Kemudian di dalam ayat yang lainnya Allah Subhanahu wata’ala menyatakan kepada Nabi-Nya, Nabi Muhammad Shallallahu ‘alaihi wa Sallam:
أَفَرَأَيْتَ مَنِ اتَّخَذَ إِلَهَهُ هَوَاهُ وَأَضَلَّهُ اللَّهُ عَلَى عِلْمٍ وَخَتَمَ عَلَى سَمْعِهِ وَقَلْبِهِ وَجَعَلَ عَلَى بَصَرِهِ غِشَاوَةً فَمَنْ يَهْدِيهِ مِنْ بَعْدِ اللَّهِ أَفَلا تَذَكَّرُونَ
"Maka pernahkah kamu melihat orang yang menjadikan hawa nafsunya sebagai Rabbnya, dan Allah membiarkannya sesat berdasarkan ilmu-Nya dan Allah telah mengunci mati pendengaran dan hatinya dan meletakkan tutupan atas penglihatannya? Maka siapakah yang akan memberinya petunjuk sesudah Allah (membiarkannya sesat). Maka mengapa kamu tidak mengambil pelajaran?" (Al Jatsiyah: 23)

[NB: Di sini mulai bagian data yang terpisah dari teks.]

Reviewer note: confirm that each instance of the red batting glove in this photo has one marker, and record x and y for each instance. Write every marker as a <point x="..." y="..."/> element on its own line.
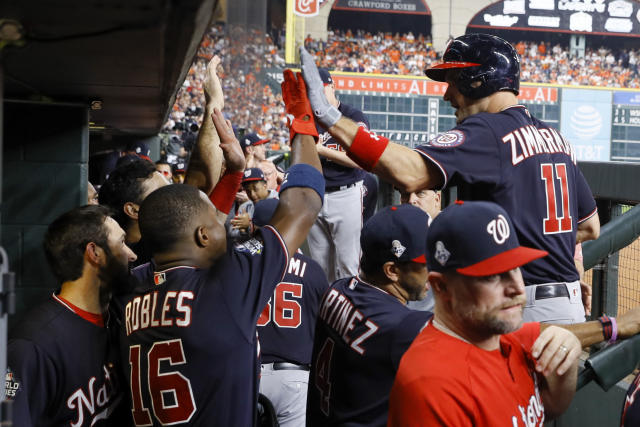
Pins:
<point x="299" y="113"/>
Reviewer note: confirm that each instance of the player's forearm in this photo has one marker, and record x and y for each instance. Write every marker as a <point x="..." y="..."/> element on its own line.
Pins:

Wahai Muhammad –Shallallahu ‘alaihi wa Sallam– coba engkau kabarkan kepada–Ku tentang kondisi orang-orang yang telah menjadikan hawa nafsunya sebagai panutan yang ditaati, didengar dan diikuti. Yang mana Allah telah menyesatkan dia dalam kondisi dia berilmu (mengerti mana yang halal dan mana yang haram, tahu mana yang haq dan mana yang bathil). Hal itu semua karena dia menjadikan hawa nafsunya sebagai panutan.
Akhirnya Allah Azza wajalla kunci pendengarannya dan mata hatinya. Dia mendengar ayat Al Qur’an, mendengar bahwa Allah Subhanahu wata’ala melarang suatu perbuatan tetapi hawa nafsunya lebih dia panuti. Seolah-olah dia tidak mendengar. Allah Subhanahu wata’ala segel pendengaran dia.
Demikian juga hatinya, juga mendengar ayat-ayat, hadits, nasehat, tapi –subhanallah- hatinya tidak bisa menerima. Hatinya tidak bisa cair dengan ayat-ayat Al Qur’an dan hadits-hadits Rasulullah Shallallahu ‘alaihi wa Sallam. Apa sebab? Kenapa dia demikian kondisinya, (yakni) tersesat dalam kondisi mengerti? Sebabnya dia menjadikan hawa nafsunya sebagai panutan.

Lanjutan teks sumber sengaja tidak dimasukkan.